Abstract
Background: Even though CT-guided microcoil localization before video-assisted thoracoscopic surgery (VATS) is considered as a safe and effective procedure, related complications are not rare and sometimes are severe. The purpose of this study was to investigate the associated factors of higher-grade intrapulmonary hemorrhage caused by CT-guided microcoil localization.

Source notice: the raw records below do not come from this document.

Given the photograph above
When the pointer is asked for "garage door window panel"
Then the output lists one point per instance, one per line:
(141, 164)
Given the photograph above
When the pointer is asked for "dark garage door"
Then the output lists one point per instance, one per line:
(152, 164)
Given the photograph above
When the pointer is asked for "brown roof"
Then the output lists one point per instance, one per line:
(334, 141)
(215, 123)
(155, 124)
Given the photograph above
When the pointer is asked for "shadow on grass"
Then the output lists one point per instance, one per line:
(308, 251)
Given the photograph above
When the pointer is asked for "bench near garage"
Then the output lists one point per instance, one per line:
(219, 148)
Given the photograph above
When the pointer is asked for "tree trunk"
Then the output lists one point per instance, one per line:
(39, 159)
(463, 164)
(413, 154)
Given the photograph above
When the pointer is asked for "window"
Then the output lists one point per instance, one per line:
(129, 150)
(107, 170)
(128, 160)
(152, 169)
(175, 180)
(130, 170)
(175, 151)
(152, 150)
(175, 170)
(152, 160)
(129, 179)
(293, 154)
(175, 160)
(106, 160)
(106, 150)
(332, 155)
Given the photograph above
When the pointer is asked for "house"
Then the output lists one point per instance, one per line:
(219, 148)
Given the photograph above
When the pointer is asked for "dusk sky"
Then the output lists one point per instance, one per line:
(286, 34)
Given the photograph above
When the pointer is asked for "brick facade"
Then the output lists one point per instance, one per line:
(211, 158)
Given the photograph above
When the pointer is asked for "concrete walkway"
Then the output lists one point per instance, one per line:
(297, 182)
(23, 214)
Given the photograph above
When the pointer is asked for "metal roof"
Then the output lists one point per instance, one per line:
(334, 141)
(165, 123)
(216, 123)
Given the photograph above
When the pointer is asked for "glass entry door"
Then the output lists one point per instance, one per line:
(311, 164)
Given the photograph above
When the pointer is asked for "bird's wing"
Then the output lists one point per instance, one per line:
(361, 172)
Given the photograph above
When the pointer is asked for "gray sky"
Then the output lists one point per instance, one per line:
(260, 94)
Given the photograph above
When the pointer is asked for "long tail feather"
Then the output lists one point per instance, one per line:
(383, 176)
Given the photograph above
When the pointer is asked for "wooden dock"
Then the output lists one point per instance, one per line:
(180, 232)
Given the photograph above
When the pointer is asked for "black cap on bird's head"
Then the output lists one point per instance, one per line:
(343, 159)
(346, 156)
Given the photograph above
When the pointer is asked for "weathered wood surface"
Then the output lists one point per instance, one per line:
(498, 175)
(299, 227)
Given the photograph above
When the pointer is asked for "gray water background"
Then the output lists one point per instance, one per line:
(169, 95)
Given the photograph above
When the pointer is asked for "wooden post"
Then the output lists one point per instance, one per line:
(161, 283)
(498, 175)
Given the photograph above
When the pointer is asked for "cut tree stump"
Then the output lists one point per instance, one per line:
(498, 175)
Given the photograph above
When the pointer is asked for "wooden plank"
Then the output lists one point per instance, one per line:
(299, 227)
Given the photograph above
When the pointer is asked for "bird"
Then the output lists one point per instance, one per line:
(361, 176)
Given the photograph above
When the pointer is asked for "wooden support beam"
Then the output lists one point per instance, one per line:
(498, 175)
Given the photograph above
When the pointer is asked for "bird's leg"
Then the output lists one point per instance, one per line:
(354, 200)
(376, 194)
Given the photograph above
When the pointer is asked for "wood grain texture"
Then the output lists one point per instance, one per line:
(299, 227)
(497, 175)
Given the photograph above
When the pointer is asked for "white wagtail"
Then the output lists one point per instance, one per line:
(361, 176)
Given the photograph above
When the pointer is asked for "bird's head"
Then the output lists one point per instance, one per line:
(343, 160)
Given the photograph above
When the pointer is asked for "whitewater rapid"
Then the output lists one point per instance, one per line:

Methods: Totally, 432 consecutive patients with solitary nodule who underwent CT-guided microcoil localization prior to VATS were enrolled in this study. According to CT images after procedure, all the nodules were divided into two groups: higher-grade and no or lower-grade intrapulmonary hemorrhage. The clinical characteristics and microcoil localization procedure-related variables of the nodules were analyzed by univariate analysis and multivariate logistic regression analysis to screen the independent factors associated with higher-grade intrapulmonary hemorrhage. P<0.05 was considered to indicate a statistically significant difference.

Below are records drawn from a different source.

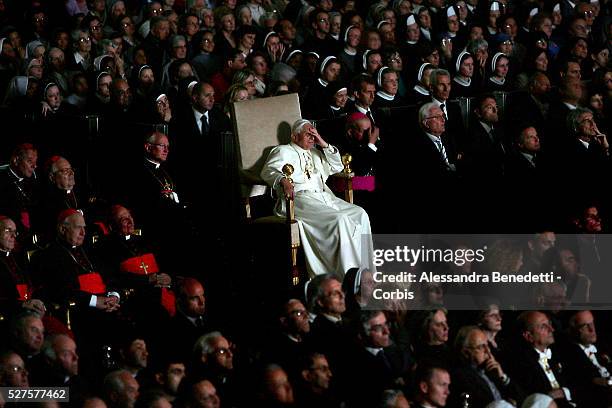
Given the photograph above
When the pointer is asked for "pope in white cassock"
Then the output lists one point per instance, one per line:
(330, 228)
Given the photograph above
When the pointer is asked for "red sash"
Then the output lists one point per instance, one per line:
(92, 283)
(24, 291)
(168, 301)
(140, 265)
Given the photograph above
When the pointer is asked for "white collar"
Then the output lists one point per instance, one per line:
(433, 138)
(570, 106)
(437, 102)
(546, 354)
(461, 81)
(78, 57)
(419, 88)
(362, 110)
(299, 149)
(374, 350)
(487, 127)
(385, 96)
(332, 319)
(588, 349)
(156, 164)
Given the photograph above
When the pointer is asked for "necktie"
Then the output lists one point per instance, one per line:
(369, 115)
(442, 150)
(383, 358)
(205, 125)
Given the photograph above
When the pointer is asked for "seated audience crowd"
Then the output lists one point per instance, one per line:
(121, 274)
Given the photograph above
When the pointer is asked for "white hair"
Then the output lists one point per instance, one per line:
(299, 124)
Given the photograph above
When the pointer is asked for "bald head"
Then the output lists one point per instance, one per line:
(72, 229)
(8, 234)
(191, 299)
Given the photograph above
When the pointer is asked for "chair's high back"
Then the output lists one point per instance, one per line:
(260, 125)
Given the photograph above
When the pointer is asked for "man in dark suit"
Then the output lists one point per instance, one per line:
(570, 94)
(478, 373)
(19, 186)
(329, 333)
(454, 134)
(587, 368)
(534, 367)
(363, 88)
(432, 386)
(60, 367)
(290, 344)
(485, 152)
(524, 164)
(150, 190)
(375, 363)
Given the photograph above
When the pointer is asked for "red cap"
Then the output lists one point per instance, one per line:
(65, 214)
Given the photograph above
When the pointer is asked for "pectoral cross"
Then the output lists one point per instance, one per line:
(308, 168)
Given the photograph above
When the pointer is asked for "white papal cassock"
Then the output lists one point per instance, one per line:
(330, 228)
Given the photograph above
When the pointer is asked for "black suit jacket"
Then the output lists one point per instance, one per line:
(485, 156)
(466, 379)
(526, 370)
(190, 146)
(580, 374)
(182, 335)
(18, 196)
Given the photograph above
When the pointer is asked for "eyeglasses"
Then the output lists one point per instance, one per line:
(298, 313)
(321, 368)
(479, 347)
(160, 145)
(223, 351)
(9, 231)
(379, 328)
(587, 120)
(65, 172)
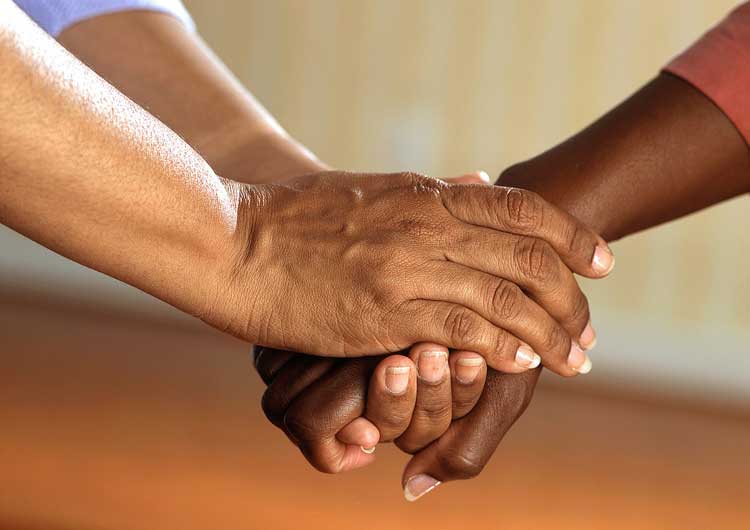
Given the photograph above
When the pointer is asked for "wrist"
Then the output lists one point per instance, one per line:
(245, 154)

Results:Intrapulmonary hemorrhage occurred in 161 of the 432 CT-guided microcoil localizations (37.27%), and higher-grade hemorrhage occurred in 41 of all procedures (9.49%). The logistic regression revealed that repeat insertion (OR=9.712, P<0.001) was the only risk factor for higher-grade intrapulmonary hemorrhage, while procedure-related pneumothorax (OR=0.159, P=0.005), nodule size(>5∽10mm, OR=0.216, P=0.002; >10mm, OR=0.349, P=0.035), pleura-microcoil distance(>20∽30mm, OR=0.365, P=0.018), and lung radiodensity along the needle passage(-850HU∽-900HU, OR=0.426, P=0.032; -900HU or less, OR=0.273, P=0.009) were protective factors for higher-grade intrapulmonary hemorrhage.

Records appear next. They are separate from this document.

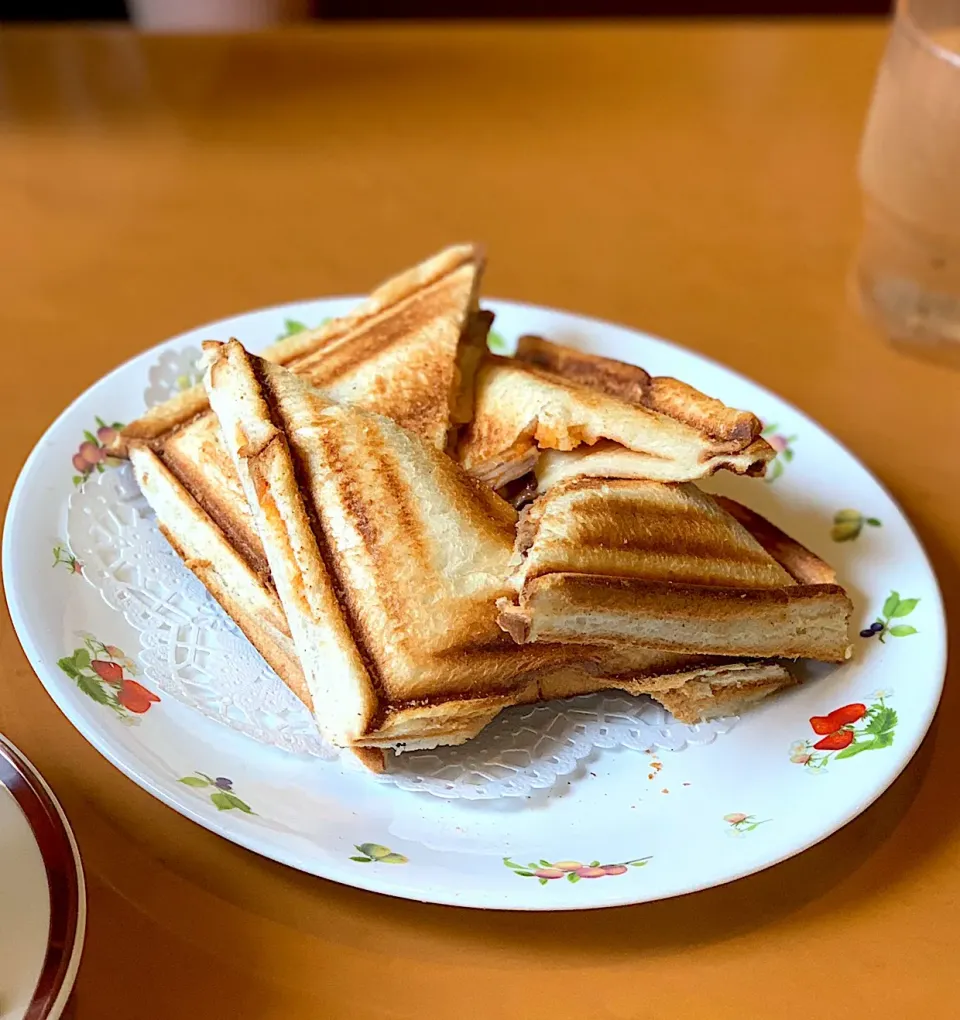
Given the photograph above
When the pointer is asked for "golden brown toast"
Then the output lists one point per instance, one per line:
(668, 396)
(410, 350)
(522, 409)
(388, 560)
(664, 566)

Conclusions: Repeat insertion was shown to be an independent risk factor for higher-grade hemorrhage in patients with CT-guided microcoil localization. Procedure-related pneumothorax, nodule size(>5mm), pleura-microcoil distance(>20∽30mm), and lung radiodensity along the needle passage(-850HU or less) were protective factors associated with higher-grade hemorrhage.